173:戦勝会へ
急ぎセントラルライドに戻って来た私達は、スタミナ回復ポーションを飲みながらお城に向かいました。
時間を空けた事で人混みは緩和されていたのですが、王都なだけあって人の多さは他の町とは比べ物にはならないですね。
ただでさえ人通りが多い中、ブレイカー達のパレードについて行っていた市民達が「あの人は強そうだった」とか「見事ゴルオダスを倒してくれた」とか興奮気味に話しながら引き返してきており、私はそのごった返した流れに逆らいながら、王城を目指す事になりました。
そんな人混みの中を逆走しているとたまに私達の事を見てくる人が居るのですが、翠皇竜との戦いで【隠陰】スキルが上がったおかげか、私の状態が人間形態であり、相手がNPCであればすぐに視線が外され、魅了が発揮されている感じもありません。
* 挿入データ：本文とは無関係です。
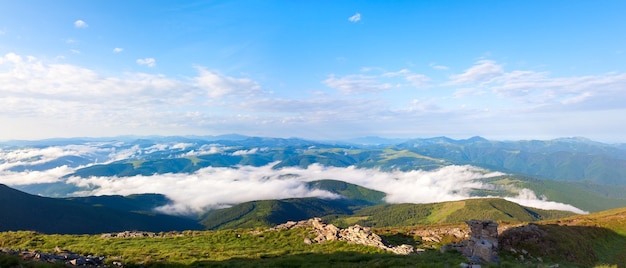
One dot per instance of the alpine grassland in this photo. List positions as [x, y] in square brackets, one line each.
[224, 248]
これでやっと町の中の移動が楽になりそうなのですが、今はスライム形態になった牡丹をお腹の前で抱えた状態で移動していますし、目立つと言えば目立つのですよね。
それにスキルが絶対という訳ではありませんし、周囲をよく見ている人には見つかるようですし、目立つ事をすればすぐに騒ぎになるのでしょう。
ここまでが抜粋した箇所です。